In this study, 38 ICU mechanically ventilated patients (observation group) were given comprehensive oral care intervention. The results showed that the mechanical ventilation time and ICU stay time of the observation group were significantly lower than those of the control group, and their pH value, PaCO2 value, The improvement effects of PaO2 value and SpO2 value were significantly better than those of the control group, both P < 0.05. The above results were similar to those of previous studies [21]. The body recovers. Some studies [22] pointed out that one of the main risk factors of VAP is the migratory infection of colonized bacteria in the oropharynx and airway of patients. Most patients admitted to the ICU have oral colonization bacteria related to VAP, and these pathogenic bacteria mostly exist in the oropharyngeal secretions of patients, and have the opportunity to cause lung infection along the airway [23]. The results of this study showed that on the 3rd and 5th day of nursing intervention, the oral odor score, dental plaque index, and soft scale index of the observation group were significantly lower than those of the control group, all P < 0.05. Compared with routine nursing intervention, the implementation of oral comprehensive nursing intervention can further improve the oropharyngeal hygiene of ICU patients undergoing mechanical ventilation. At the end of the study, we compared the incidence of VAP and mortality in the two groups. The results showed that the incidence of VAP and mortality in the observation group were significantly lower than those in the control group, both P < 0.05. This result suggests that oral comprehensive nursing intervention can It effectively reduces the incidence of VAP and the risk of death in ICU patients undergoing mechanical ventilation. It is speculated that the reason may be related to the fact that comprehensive oral care intervention can help patients maintain good oral hygiene and reduce the proliferation of bacteria in the patient’s oral cavity.

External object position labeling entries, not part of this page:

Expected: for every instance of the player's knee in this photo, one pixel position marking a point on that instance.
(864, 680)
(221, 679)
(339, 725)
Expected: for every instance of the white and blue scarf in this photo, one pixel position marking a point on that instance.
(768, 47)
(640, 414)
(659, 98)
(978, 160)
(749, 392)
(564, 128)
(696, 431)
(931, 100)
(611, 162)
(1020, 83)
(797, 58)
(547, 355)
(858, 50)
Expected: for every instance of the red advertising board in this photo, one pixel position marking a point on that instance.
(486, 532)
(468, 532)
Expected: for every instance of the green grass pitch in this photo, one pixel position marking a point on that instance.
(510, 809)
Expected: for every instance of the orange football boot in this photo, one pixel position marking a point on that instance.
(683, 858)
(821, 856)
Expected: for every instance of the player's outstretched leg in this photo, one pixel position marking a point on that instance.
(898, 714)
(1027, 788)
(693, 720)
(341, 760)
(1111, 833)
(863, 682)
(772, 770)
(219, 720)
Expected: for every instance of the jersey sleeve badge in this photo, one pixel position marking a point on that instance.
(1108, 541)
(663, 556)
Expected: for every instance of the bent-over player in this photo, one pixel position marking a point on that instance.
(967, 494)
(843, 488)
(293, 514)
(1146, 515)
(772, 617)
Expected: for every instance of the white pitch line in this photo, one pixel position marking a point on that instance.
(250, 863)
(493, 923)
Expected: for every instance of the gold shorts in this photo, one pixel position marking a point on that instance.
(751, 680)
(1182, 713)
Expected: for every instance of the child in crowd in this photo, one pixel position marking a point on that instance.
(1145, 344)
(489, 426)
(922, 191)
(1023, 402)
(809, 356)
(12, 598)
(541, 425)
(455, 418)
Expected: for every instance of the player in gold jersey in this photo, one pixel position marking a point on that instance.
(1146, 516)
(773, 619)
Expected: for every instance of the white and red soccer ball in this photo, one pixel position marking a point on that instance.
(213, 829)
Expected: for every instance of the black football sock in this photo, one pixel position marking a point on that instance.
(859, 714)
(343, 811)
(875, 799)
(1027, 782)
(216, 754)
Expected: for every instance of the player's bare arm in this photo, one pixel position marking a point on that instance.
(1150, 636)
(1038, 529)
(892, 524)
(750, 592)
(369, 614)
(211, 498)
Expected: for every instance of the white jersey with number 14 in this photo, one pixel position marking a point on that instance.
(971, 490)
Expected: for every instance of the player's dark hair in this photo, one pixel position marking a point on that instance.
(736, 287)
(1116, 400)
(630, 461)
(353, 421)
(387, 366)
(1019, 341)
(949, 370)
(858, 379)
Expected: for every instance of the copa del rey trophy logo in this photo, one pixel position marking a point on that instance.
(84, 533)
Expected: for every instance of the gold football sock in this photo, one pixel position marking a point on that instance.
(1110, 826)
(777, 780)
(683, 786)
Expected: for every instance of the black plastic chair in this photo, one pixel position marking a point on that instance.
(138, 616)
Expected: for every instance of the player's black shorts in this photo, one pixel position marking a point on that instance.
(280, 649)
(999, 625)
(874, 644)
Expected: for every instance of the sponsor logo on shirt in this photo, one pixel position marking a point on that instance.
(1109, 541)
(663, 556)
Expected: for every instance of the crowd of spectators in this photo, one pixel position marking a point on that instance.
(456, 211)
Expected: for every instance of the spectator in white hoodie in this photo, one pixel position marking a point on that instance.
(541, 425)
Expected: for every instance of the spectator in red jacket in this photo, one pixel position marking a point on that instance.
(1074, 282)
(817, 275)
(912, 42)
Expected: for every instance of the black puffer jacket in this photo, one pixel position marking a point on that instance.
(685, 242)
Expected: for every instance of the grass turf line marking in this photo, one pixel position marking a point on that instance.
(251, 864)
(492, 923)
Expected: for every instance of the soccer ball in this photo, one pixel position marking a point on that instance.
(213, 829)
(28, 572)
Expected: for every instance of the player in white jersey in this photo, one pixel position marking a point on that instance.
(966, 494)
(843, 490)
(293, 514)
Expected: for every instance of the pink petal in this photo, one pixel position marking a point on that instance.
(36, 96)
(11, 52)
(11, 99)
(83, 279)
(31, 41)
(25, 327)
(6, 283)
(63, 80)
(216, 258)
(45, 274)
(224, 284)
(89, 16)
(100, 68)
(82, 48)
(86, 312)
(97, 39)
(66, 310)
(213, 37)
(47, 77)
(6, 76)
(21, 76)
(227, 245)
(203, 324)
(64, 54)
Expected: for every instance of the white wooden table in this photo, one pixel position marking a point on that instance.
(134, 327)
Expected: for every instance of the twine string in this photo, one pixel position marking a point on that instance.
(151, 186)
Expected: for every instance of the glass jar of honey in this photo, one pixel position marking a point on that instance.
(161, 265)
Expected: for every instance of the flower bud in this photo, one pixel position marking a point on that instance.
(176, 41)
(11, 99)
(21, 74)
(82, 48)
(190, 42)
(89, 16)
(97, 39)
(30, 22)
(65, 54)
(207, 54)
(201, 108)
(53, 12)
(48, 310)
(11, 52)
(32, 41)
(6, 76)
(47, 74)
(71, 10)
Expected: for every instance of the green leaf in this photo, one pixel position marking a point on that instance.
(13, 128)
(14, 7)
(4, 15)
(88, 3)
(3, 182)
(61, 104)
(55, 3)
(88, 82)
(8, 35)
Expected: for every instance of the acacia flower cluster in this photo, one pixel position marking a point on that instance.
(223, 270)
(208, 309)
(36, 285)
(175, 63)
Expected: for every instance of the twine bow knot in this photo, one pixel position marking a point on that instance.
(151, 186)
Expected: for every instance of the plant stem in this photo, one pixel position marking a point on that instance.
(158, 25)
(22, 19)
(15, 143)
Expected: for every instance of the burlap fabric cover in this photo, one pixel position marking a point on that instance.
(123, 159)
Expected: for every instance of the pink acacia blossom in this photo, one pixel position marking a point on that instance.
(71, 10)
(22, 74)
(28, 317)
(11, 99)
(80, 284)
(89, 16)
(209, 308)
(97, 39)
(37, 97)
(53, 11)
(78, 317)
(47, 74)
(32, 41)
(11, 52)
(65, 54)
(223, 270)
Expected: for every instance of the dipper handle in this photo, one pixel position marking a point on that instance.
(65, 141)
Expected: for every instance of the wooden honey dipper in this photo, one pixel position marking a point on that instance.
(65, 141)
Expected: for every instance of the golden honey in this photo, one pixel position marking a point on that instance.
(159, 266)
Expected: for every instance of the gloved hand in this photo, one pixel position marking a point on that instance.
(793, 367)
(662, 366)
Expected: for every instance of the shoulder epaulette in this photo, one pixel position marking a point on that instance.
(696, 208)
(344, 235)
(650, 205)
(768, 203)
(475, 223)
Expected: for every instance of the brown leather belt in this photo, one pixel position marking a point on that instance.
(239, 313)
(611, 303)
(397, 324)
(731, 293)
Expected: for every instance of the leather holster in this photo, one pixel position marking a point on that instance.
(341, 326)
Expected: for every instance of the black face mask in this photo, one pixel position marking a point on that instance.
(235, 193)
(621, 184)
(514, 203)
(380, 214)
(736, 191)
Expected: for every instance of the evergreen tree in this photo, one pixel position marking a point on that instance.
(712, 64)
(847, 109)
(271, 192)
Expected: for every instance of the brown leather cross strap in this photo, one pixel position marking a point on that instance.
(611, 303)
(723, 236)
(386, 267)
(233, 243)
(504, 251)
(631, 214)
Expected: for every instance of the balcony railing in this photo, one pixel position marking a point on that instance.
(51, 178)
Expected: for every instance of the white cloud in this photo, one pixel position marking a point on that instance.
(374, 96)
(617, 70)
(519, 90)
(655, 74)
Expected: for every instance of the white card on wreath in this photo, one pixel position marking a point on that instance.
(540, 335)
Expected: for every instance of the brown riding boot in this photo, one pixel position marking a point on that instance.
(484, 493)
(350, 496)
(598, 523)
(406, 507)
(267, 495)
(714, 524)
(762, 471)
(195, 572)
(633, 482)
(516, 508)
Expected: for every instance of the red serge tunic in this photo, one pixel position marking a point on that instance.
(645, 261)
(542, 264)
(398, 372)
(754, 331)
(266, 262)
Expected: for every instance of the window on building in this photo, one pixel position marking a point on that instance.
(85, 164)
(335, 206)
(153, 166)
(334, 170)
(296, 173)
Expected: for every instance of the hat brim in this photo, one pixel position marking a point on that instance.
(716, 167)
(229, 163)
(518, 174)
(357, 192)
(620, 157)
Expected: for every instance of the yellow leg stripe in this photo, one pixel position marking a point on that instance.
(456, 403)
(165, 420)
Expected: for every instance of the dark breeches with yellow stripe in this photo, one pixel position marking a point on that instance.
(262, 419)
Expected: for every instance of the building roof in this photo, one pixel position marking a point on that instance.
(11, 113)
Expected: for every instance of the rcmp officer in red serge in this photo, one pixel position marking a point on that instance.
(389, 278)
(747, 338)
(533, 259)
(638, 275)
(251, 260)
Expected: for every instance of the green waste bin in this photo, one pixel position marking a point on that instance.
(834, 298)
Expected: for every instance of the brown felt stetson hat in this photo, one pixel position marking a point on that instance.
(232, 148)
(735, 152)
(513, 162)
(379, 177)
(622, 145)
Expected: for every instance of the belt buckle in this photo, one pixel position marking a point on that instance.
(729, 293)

This trial has several strengths. First, our comprehensive oral care delivery intervention included a low-cost multicentre research collaboration involving discrete ICUs with a broad case-mix, making our results generalisable. Importantly, the total study costs for this trial (excluding investigator costs) were low. By utilising the existing infrastructure, our trial is cost-effective compared to contemporary clinical trials. However, further research on cost-effectiveness is needed to examine the costs of this intervention in practice. Another strength of our study is the use of patient-centred outcomes, and these clinical data are readily available in existing electronic data systems. Our process evaluation provides clinicians and policy makers with clear information about implementation strategies, thereby enhancing interpretation, replication and potentially mitigating uncertainty about negative outcomes.

Several limitations must be considered. First, our final sample size did not reach the number of participants expected in our sample size calculations, and there was insufficient power to detect differences in mortality. Second, we observed differences in patient characteristics between centres over the study period, as would be expected in a stepped wedge-group randomised trial. However, we accounted for this in our analysis by adjusting for centre, time and baseline characteristics, although unmeasured confounders may still be present. Thirdly, due to the implementation of both interventions, we were unable to distinguish between the effects of conventional and implementation of comprehensive oral care on oral health scores. Finally, due to the nature of the interventions, we were unable to blind clinical staff to the study assignment [24,25,26].

To sum up, the effect of oral comprehensive nursing intervention on patients with ICU mechanical ventilation is significant. The application of nursing intervention can effectively promote the recovery of patients, improve the hygiene problems of patients’ oropharynx, and adjust the levels of pH and blood gas-related indicators in patients. Reduce the risk of VAP occurrence and death in patients.